Approximately 1,400 men and women work as TDCJ district parole officers and case managers. Together, they supervise more than 77,000 offenders released from prison on parole or mandatory supervision.
Burke said she was somewhat sheltered while growing up in Corpus Christi and that her career has exposed her to a side of life she hadn’t seen before.
“This is the side of the world that people do not want to know about or see,” she said. “So it’s having to learn all about other people. It tends to humble you a bit.”
When Mario Puente set out on his career in criminal justice 18 years ago, there wasn’t a parole office in McAllen. So he started in Harlingen and moved back to Hidalgo County when an office opened there two years later.
Today, Puente supervises approximately 45 offenders, 30 of which are mentally impaired.
“I like being out in the field and working with people,” said Puente who earned a degree in corrections from UT/Pan American in Edinburg. “I’m a people person.”
Region I Director Jay Patzke worked a year as a correctional officer at the Clemens Unit near Brazoria before joining the Parole Division. Patzke said that with 70 offices statewide, the Parole Division is able to offer people employment in the communities in which they live and wish to remain.
“We advertise and hire for a specific location,” Patzke said. “So if we want somebody for Paris, Texas, we interview for Paris, Texas.
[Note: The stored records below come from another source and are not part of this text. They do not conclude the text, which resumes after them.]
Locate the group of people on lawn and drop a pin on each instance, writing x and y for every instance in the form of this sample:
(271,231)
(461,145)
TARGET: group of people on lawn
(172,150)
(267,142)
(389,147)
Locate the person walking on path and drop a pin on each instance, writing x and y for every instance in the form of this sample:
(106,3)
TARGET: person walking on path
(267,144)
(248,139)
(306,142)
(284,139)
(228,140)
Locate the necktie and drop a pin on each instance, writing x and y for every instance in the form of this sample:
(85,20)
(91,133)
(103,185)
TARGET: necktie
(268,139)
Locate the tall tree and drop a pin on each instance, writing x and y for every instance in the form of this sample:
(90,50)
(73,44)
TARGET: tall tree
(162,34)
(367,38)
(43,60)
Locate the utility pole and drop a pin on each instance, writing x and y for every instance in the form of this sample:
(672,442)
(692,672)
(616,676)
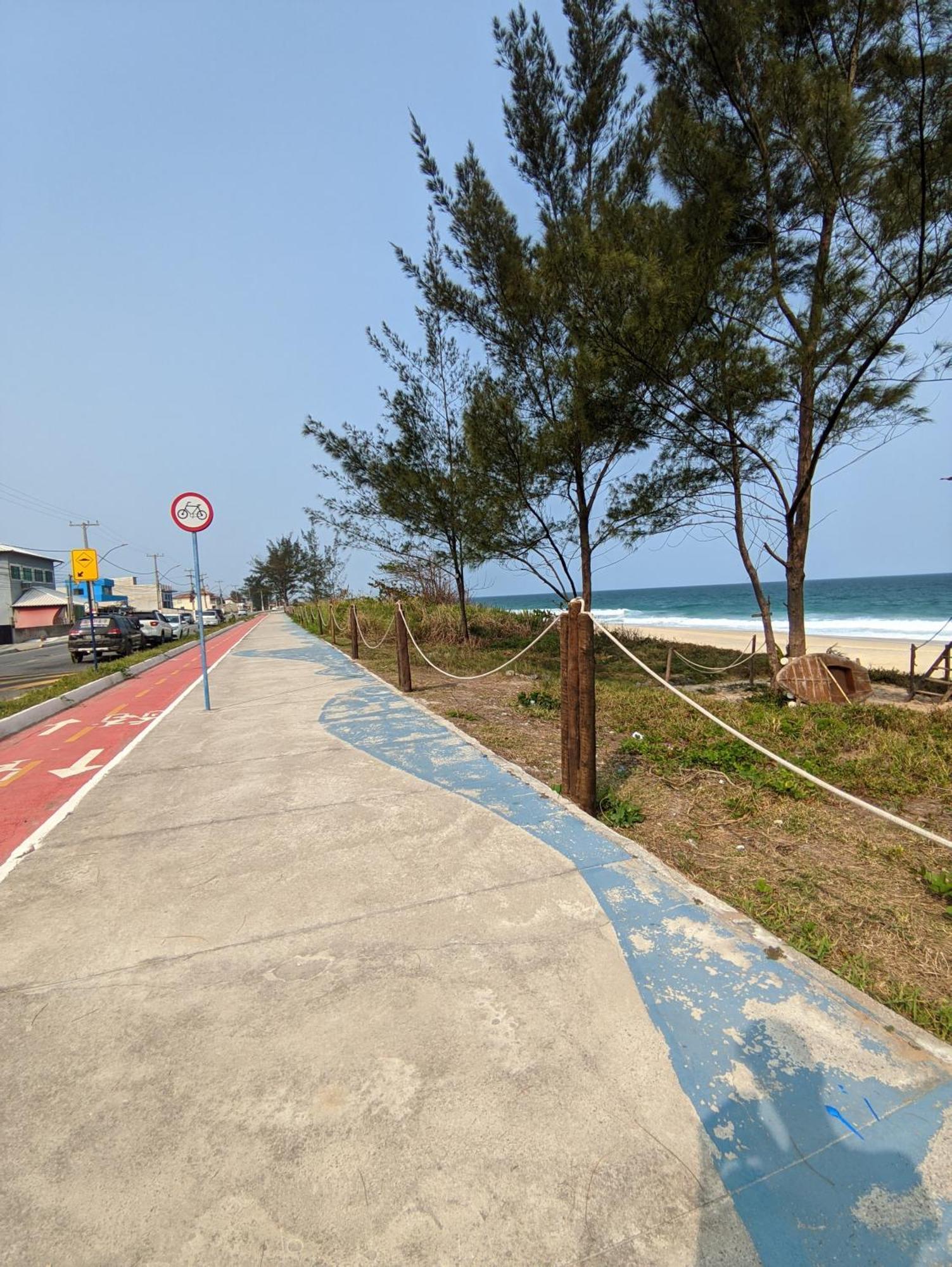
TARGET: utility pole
(85,525)
(158,585)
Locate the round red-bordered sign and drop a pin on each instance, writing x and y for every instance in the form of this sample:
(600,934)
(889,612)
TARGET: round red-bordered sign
(193,513)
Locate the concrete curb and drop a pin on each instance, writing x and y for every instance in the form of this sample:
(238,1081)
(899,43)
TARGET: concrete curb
(27,718)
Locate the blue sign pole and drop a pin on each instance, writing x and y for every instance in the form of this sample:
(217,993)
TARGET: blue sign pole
(201,624)
(92,624)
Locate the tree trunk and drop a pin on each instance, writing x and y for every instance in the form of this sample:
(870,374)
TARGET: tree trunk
(750,567)
(461,592)
(798,539)
(796,578)
(584,544)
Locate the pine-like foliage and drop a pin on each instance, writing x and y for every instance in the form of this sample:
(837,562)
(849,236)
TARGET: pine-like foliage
(813,143)
(405,487)
(554,421)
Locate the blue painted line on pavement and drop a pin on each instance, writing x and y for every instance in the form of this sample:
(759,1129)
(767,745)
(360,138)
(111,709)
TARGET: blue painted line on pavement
(782,1071)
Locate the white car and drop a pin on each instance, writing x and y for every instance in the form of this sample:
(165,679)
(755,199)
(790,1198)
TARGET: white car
(181,624)
(155,627)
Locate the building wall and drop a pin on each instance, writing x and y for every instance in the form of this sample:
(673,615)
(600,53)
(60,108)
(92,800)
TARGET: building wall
(141,595)
(13,586)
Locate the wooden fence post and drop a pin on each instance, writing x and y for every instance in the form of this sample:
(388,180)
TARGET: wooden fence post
(570,722)
(403,652)
(585,780)
(564,704)
(912,671)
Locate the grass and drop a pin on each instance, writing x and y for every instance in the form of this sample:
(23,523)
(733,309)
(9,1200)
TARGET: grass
(71,681)
(864,899)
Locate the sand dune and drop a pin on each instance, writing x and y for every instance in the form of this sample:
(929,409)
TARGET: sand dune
(872,652)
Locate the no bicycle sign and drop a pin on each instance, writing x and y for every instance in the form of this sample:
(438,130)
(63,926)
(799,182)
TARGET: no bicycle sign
(193,513)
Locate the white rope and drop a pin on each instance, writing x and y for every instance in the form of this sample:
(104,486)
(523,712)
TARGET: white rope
(921,646)
(788,766)
(372,647)
(473,677)
(723,668)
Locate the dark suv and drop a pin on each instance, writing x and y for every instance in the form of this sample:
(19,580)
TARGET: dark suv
(115,635)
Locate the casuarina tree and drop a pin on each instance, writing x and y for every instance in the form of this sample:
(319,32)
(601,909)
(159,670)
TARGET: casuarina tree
(552,424)
(407,487)
(281,573)
(815,143)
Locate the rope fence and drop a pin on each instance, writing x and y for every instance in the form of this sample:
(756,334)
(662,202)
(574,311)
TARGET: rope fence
(709,668)
(765,752)
(578,701)
(374,647)
(474,677)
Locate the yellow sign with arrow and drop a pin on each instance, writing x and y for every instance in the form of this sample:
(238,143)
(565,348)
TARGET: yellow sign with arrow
(85,564)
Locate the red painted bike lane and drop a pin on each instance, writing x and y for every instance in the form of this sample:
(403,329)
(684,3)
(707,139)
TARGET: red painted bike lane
(43,767)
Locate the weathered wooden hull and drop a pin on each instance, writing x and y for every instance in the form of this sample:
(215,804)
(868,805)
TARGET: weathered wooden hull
(826,680)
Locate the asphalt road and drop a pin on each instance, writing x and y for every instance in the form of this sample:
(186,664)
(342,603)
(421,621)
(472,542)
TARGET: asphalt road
(19,671)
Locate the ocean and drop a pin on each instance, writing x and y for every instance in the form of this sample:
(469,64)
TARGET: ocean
(910,609)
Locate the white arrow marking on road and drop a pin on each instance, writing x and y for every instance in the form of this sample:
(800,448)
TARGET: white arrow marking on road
(58,725)
(82,766)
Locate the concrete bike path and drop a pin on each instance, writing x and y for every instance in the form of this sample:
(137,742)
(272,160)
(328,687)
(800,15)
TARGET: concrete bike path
(313,979)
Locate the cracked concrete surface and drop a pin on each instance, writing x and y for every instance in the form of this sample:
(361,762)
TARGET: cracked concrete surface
(266,999)
(312,980)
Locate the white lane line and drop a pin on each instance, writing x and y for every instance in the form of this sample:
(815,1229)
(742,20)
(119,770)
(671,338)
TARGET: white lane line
(35,839)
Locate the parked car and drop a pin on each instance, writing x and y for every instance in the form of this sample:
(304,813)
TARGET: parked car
(155,627)
(181,624)
(115,635)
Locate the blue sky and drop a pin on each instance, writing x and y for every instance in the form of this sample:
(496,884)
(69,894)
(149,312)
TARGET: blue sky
(200,198)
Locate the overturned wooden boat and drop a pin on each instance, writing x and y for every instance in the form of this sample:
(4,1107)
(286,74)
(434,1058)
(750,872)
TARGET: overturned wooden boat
(825,678)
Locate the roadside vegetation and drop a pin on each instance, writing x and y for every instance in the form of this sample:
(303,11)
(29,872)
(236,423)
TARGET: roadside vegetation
(869,901)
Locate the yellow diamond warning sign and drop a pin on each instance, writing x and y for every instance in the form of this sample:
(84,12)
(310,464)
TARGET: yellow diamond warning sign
(85,564)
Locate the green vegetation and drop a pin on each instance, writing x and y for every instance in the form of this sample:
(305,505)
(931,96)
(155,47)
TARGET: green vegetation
(842,888)
(540,701)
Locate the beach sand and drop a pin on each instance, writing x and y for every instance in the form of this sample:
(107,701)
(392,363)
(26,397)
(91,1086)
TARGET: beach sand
(874,653)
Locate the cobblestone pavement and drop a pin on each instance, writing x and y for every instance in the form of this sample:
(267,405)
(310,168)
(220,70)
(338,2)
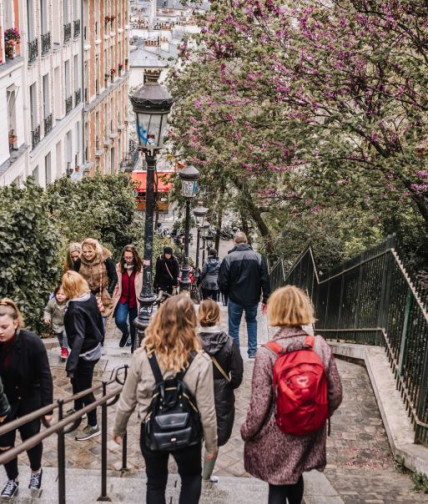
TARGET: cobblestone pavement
(361,467)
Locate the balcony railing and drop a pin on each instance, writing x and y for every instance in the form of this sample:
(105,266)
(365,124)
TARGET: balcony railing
(77,97)
(46,42)
(48,124)
(76,26)
(35,136)
(33,50)
(68,104)
(67,32)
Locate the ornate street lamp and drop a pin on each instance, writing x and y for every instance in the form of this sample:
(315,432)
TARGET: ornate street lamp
(151,104)
(189,176)
(199,212)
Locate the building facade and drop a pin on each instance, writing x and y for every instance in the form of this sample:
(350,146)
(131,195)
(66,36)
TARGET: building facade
(63,88)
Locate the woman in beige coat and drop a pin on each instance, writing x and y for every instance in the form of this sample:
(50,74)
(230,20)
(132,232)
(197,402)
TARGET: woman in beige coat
(125,296)
(171,337)
(270,454)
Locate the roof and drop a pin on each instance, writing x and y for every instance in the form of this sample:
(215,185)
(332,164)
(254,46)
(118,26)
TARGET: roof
(163,181)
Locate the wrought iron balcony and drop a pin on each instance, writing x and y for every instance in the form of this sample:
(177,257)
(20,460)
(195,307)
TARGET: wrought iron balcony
(46,42)
(68,104)
(48,124)
(76,25)
(33,50)
(67,32)
(35,136)
(77,97)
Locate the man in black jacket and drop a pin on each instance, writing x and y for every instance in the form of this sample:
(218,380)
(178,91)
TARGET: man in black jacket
(244,278)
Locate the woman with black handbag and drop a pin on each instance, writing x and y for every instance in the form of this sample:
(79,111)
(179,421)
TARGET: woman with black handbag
(171,341)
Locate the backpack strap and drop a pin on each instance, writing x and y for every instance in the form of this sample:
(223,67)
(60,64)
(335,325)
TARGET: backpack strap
(156,369)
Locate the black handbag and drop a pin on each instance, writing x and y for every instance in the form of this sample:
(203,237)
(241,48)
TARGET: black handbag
(173,420)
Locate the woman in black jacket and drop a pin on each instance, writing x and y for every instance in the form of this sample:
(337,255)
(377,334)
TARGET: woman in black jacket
(228,371)
(85,333)
(27,380)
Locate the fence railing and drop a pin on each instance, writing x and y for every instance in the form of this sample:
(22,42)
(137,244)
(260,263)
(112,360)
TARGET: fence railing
(68,422)
(371,299)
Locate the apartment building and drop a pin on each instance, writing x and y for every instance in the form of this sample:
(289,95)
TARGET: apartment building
(106,63)
(63,88)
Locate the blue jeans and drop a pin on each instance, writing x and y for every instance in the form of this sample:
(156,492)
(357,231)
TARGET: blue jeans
(121,315)
(235,313)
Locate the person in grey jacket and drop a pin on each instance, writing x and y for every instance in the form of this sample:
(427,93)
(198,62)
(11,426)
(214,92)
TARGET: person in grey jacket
(171,337)
(244,279)
(209,276)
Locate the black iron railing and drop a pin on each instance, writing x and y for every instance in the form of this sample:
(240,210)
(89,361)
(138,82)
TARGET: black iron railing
(46,42)
(371,299)
(48,124)
(33,50)
(76,28)
(68,104)
(35,136)
(66,423)
(67,32)
(77,97)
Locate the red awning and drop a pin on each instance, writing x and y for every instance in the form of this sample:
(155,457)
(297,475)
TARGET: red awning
(162,180)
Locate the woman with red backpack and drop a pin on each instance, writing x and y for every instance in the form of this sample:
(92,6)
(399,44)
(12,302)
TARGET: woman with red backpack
(295,389)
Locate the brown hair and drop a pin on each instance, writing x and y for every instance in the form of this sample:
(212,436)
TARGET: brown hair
(9,307)
(208,313)
(68,262)
(171,333)
(137,260)
(74,285)
(240,237)
(289,306)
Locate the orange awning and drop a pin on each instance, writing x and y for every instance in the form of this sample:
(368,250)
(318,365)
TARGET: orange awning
(162,181)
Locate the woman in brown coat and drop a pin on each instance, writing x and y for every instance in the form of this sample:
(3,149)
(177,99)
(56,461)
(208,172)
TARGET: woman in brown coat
(270,454)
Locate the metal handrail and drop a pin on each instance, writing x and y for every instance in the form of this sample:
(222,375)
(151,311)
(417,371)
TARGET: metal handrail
(107,399)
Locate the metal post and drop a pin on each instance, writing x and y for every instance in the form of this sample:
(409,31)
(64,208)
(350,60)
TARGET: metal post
(185,270)
(104,497)
(61,456)
(147,298)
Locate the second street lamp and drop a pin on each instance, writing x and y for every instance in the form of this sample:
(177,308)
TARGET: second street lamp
(151,104)
(199,212)
(189,176)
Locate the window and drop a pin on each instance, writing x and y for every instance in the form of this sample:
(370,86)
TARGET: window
(67,78)
(44,16)
(30,20)
(48,169)
(33,106)
(46,97)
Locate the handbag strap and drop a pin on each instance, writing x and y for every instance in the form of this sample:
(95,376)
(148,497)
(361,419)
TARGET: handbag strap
(222,371)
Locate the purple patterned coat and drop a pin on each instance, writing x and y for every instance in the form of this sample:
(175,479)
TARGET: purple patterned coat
(269,454)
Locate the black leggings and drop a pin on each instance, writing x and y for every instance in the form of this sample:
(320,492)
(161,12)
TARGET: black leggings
(189,467)
(34,454)
(283,494)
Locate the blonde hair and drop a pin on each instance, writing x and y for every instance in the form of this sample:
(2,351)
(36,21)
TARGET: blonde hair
(208,313)
(171,333)
(74,285)
(289,306)
(9,307)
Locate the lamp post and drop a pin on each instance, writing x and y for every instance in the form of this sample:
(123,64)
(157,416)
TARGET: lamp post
(199,212)
(189,176)
(151,104)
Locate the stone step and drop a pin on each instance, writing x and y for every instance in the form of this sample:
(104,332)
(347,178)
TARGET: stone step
(84,487)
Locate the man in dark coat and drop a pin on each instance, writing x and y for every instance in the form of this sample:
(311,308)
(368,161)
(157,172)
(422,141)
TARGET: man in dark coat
(167,270)
(244,278)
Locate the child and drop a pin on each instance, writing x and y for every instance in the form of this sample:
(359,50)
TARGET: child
(54,316)
(228,370)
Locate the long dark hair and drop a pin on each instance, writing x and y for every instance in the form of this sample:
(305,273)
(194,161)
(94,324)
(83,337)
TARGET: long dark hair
(137,260)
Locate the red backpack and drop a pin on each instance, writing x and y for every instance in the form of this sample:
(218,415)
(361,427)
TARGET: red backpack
(300,389)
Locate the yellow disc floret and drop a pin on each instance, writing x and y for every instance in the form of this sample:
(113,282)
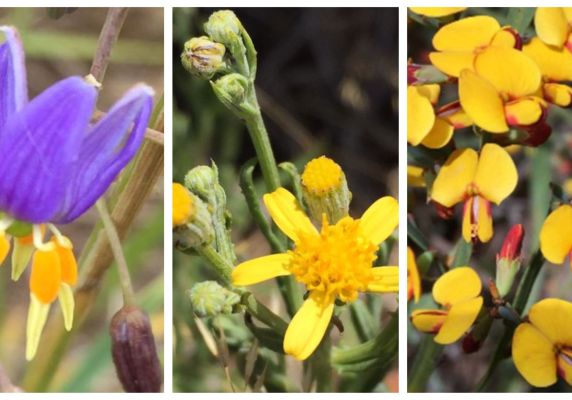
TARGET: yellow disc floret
(337,263)
(183,206)
(321,176)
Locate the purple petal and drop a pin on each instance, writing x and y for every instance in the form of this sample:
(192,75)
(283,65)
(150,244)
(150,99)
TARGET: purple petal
(13,89)
(39,147)
(107,148)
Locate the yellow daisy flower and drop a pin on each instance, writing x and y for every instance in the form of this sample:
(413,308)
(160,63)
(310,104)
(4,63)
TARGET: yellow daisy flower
(478,181)
(458,291)
(335,263)
(542,347)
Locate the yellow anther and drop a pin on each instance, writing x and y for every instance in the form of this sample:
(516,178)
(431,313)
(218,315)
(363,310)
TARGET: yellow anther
(322,175)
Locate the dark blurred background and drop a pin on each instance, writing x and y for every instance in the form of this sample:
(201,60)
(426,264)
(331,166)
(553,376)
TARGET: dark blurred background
(327,84)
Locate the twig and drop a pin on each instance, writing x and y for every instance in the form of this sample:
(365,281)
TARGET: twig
(107,38)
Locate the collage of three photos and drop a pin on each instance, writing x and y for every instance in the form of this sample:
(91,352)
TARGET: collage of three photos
(284,136)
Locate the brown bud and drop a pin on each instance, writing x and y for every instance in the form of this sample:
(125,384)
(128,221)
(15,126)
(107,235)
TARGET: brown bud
(134,353)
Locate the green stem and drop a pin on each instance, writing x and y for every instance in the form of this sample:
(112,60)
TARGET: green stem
(117,250)
(261,142)
(220,265)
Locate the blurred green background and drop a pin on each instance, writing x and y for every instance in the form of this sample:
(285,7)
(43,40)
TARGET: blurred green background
(56,49)
(327,84)
(528,205)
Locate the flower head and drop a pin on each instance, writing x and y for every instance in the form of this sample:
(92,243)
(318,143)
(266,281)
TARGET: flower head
(478,181)
(556,235)
(55,164)
(554,26)
(427,126)
(542,346)
(335,263)
(501,90)
(458,291)
(459,42)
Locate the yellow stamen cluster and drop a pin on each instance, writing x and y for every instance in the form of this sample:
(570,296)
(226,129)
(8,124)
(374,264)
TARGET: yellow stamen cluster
(183,207)
(321,176)
(337,263)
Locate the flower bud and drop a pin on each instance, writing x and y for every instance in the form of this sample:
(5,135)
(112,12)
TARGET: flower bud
(223,26)
(210,299)
(192,222)
(508,260)
(203,182)
(202,57)
(232,90)
(134,353)
(325,190)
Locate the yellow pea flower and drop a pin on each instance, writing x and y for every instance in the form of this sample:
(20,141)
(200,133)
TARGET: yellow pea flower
(554,26)
(428,127)
(501,91)
(542,347)
(478,181)
(459,42)
(413,277)
(556,66)
(556,235)
(437,12)
(335,263)
(458,291)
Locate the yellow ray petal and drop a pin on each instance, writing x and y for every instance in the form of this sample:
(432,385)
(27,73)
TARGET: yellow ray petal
(261,269)
(450,186)
(457,285)
(307,328)
(554,63)
(561,95)
(556,235)
(37,316)
(287,214)
(482,102)
(67,305)
(524,111)
(460,318)
(496,175)
(510,71)
(484,220)
(466,34)
(429,321)
(533,356)
(436,12)
(439,135)
(420,116)
(551,25)
(413,277)
(452,62)
(553,317)
(384,280)
(380,220)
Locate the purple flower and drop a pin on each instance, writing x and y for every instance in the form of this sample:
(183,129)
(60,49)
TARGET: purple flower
(55,164)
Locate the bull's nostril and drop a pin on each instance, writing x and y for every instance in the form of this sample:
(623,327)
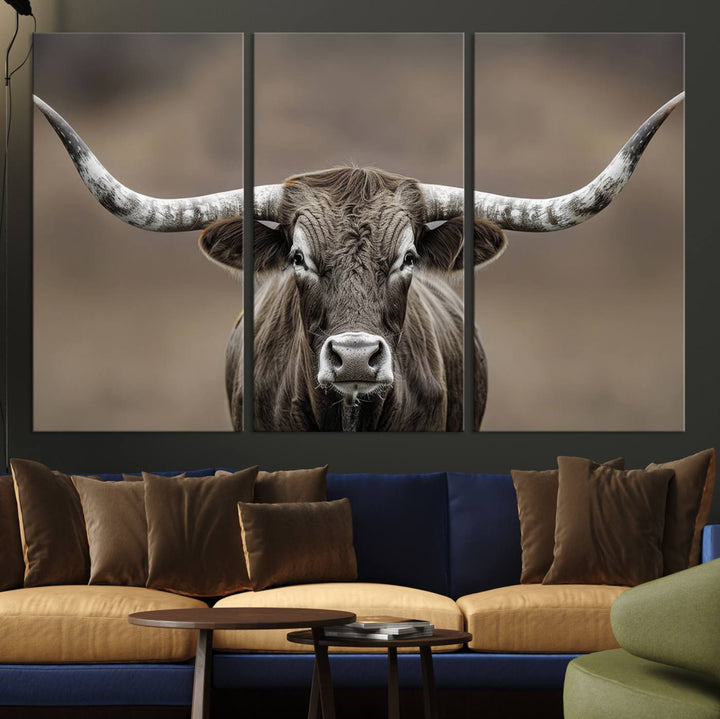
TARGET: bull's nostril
(376,358)
(334,357)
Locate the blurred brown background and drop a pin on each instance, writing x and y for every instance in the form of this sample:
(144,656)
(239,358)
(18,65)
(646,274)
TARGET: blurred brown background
(131,326)
(584,327)
(386,100)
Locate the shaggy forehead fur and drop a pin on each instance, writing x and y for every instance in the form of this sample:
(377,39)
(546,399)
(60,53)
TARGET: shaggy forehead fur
(352,217)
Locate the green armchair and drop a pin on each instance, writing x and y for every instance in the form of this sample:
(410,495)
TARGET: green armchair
(669,664)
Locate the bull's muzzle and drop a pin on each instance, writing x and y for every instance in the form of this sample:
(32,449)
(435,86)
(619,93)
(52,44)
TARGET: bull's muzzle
(355,363)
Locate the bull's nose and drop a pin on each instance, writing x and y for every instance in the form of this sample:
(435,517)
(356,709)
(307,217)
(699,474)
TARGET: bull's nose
(355,357)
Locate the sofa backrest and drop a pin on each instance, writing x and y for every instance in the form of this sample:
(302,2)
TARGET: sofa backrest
(451,533)
(484,541)
(400,525)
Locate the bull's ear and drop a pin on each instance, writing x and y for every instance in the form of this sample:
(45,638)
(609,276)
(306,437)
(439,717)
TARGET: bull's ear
(222,242)
(441,246)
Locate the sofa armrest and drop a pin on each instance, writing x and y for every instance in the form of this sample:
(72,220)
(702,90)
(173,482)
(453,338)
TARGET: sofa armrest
(673,620)
(711,542)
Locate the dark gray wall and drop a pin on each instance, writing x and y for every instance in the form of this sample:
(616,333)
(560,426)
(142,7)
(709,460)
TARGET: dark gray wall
(464,452)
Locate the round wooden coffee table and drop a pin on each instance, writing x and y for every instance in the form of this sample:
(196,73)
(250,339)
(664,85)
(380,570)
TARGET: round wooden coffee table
(207,620)
(322,679)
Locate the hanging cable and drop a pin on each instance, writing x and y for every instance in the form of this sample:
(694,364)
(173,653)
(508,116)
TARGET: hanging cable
(21,7)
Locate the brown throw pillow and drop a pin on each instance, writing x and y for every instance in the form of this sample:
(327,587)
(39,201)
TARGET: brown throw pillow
(12,565)
(116,529)
(194,540)
(138,477)
(609,524)
(289,485)
(688,508)
(298,543)
(537,500)
(296,485)
(52,526)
We don’t see a lot of movement between offices, either.”
“As far as criminal justice, I’ve always thought, and it was presented to me when I first came out of college, that within the field, being a parole officer comes with a little esteem,” said Rodney Adams, an assistant regional director to Patzke in Tyler. “It’s always been presented that it is a good quality job.”
And it comes with the freedom to choose.
“The way it was presented to me was that this is the closest you’ll come to having your own business without having the headaches,” Adams added. “That’s because you set your own schedule. There are basic things that you have to accomplish by the end of the month, but basically, you’re in control. You have a lot of freedom to do what you need to do.”
Patzke said that, like Burke, parole officers are often grown from the ground up.
“This year, we hired three of our own clerks who went to school to get their degrees to become parole officers,” he said. “And that’s something we encourage, we encourage that development.”
Edna Douglas started as a clerk at the Region I office in 1997 and has worked as a parole officer the past six years in Tyler.
“I enjoy my job because it’s a challenge,” she said. “I like to try to help if they will allow it.”
Her fellow officer, Larry Rosemond, worked as a correctional officer at the Coffield and Michael units near Palestine for four years before moving to the Parole Division 20 years ago.
“I wanted to help people,” he said. “I saw people inside that needed help, and I figured I could become a parole officer. Some people come out with no place to go, no family, no nothing. This gives us a chance to try to help, to try to reintegrate these people and get them back into society in a positive way.”
The TDCJ parole officers interviewed all said that the opportunity to help people was the overriding reason for them getting into the business of supervising offenders.
“The reward, I think, is seeing people who have maybe been in our system a long time (actually) make it,” Shepherd said.
“I knew I wanted to do something to help people,” Burke said. “And I still to this day find that to be the best part of this job. I save every card I get from a client that says ‘thank you.’ Just to see people succeed is gratifying. But at the same time, I hate to see them fail. That’s the tough part of the job.”